La leyenda cuenta que en Budapest, el Rey Béla IV y su esposa Maria Laskarina, ofrecieron que su hija Margarita, nacida durante la invasión mongola, sería ofrecida a la religión a cambio de la liberación de Hungría, y desde los cuatro años la recluyeron en un monasterio; a los 10 años la enviaron al convento que habían mandado construir para ella, en la isla que lleva su nombre. Años más tarde la intentaron casar pero ella se resistió. Detrás de ella se desarrolló una leyenda que quedó plasmada en una obra literaria que es espejo de la vida en los monasterios de la edad media.
Entre odios y amores festejé mi 35 cumpleaños caminando al lado del río, entre Buda y Pest, apostando en los casinos, incluso ganando, bebiendo, disfrutando del reflejo de ambos lados de la ciudad en el Danubio.
La soledad me invadió ese día quizá como ningún otro.
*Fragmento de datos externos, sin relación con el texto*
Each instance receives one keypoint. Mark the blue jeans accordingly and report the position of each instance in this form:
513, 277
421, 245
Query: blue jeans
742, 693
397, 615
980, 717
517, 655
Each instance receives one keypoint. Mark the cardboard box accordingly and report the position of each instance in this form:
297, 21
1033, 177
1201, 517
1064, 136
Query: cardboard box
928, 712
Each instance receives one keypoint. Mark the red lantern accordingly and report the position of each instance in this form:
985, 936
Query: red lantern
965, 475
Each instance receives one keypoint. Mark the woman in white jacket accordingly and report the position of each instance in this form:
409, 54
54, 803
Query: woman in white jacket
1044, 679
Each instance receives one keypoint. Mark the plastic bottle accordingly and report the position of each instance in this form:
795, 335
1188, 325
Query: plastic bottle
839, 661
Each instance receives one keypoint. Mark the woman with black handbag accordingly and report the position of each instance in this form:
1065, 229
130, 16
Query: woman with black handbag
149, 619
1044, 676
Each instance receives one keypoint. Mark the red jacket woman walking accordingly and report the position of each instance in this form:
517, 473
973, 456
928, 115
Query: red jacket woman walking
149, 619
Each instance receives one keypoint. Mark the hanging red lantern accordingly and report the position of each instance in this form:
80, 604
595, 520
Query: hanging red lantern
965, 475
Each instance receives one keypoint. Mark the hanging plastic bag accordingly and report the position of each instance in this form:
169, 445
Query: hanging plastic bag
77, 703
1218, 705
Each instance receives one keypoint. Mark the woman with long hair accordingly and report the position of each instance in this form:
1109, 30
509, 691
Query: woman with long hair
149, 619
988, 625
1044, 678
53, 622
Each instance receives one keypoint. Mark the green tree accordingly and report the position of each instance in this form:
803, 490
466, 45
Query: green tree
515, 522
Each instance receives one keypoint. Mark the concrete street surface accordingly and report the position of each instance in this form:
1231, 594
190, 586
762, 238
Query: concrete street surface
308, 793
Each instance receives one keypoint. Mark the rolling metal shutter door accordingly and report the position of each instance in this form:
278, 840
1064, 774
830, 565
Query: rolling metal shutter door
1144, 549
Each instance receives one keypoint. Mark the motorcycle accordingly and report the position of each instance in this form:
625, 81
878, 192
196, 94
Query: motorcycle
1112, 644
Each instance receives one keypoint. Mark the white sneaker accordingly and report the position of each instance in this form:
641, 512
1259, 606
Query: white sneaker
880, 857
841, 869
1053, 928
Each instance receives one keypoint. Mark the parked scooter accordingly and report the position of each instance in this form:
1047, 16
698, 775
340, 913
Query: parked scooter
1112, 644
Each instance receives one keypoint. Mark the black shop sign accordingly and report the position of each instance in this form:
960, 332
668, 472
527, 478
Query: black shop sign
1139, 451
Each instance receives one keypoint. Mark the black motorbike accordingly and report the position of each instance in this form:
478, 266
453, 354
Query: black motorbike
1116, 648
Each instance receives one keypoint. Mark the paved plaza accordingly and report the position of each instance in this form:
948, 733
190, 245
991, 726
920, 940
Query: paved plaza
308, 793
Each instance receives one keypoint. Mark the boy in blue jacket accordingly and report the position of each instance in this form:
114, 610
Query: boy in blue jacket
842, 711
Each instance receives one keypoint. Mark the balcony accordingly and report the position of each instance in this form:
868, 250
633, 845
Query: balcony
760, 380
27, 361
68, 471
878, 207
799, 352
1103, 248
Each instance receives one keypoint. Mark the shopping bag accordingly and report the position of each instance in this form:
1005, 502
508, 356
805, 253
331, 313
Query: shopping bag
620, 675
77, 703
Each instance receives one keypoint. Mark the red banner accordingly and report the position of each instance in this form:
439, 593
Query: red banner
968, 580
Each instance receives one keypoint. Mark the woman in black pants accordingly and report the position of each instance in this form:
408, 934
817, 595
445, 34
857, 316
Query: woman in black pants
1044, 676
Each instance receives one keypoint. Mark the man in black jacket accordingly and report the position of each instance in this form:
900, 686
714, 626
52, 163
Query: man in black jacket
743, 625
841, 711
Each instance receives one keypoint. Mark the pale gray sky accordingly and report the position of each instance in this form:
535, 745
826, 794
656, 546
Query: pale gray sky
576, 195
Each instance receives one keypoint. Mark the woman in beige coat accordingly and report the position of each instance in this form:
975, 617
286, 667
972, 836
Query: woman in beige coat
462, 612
Los recuerdos de esa noche son, sin embargo, gratos. Primero fue una cena con mis compañeros de viaje en un sitio dedicado al turismo, con bailes gitanos, alcohol, comida en abundancia, el sabor de la paprika y el gulash, y el toque final, un tipo idéntico a mi villano favorito de la política mexicana tocando el violín, con quien no resistí la tentación de tomarme una foto.
Después, también con los compañeros de viaje, que desconocían la celebración de mi cumpleaños, y que, con excepción de dos regiomontanos, nadie más habría sabido cantar las mañanitas, dimos un paseo en barco por el Danubio, al final del cual me separé del grupo y retomé reflexiones que habían quedado encerradas cuatro años atrás.
Gracias a ello pude volver a escribir para mí. En esos cuatro años había escrito muchas cosas. Artículos, un libro incluso, cientos de correos electrónicos. Pero la verdadera pluma se había detenido.
No volví a escribir de la noche a la mañana, pero sí renuncié a no escribir, sí renuncié al poder que me daba no escribir, no establecer murallas, sí renuncié a la renuncia que implicaba mi careta. Y extraño ese poder de no poder escribir.
Allí en la isla, no en la de Santa Margarita, sino en la isla interior, quedé arrinconado con una decisión postergada, no la de escribir, sino la de lanzarme hacia un abismo con la plena certeza de no morir al tocar el piso. La decisión postergada era la de ser fiel a mi corazón. Esa frase la he oido una y otra vez, cuando regreso a El Tigre y el Dragón, Sólo realiza sus sueños el que es fiel a su corazón.
En esa noche solitaria hubo decisiones tomadas de inmediato y hubo decisiones que maduraron semanas después. Al final de ellas las cosas han sido muy distintas de lo planeado. El dolor, ausente la noche de la isla, me ha acompañado, en un proceso de regresión incomprensible, una regresión hacia el punto en el que lo perverso estaba oculto y lo manifiesto era lo hermoso.
Hoy, que lo manifiesto es lo perverso y lo hermoso es lo oculto, que no sé si estoy en la isla o he salido de ella, que no se si me ahogo o ya aprendí a nadar contracorriente, sólo sé que esa noche decidí dejar la isla y nadar contracorriente, que me he asido de las piedras que encuentro en el camino, y que miro tierra firme, pero que nado y nado, sin asirme de nada, sabiéndome solo -como no me supe esa noche de soledad-, pero sin sentirme solo, en el esfuerzo más egoísta de todos, que es la supervivencia.
Creo que seguiré nadando así unos meses más, al cabo de los cuales sólo podrá haber dos cosas, excluyentes una de la otra, sedimentos de río, con sabor a mí; o habré llegado a tierra, tomado una bastida y conquistado un castillo, con una torre muy alta, desde donde miraré hacia la isla, con agradecimiento y descanso.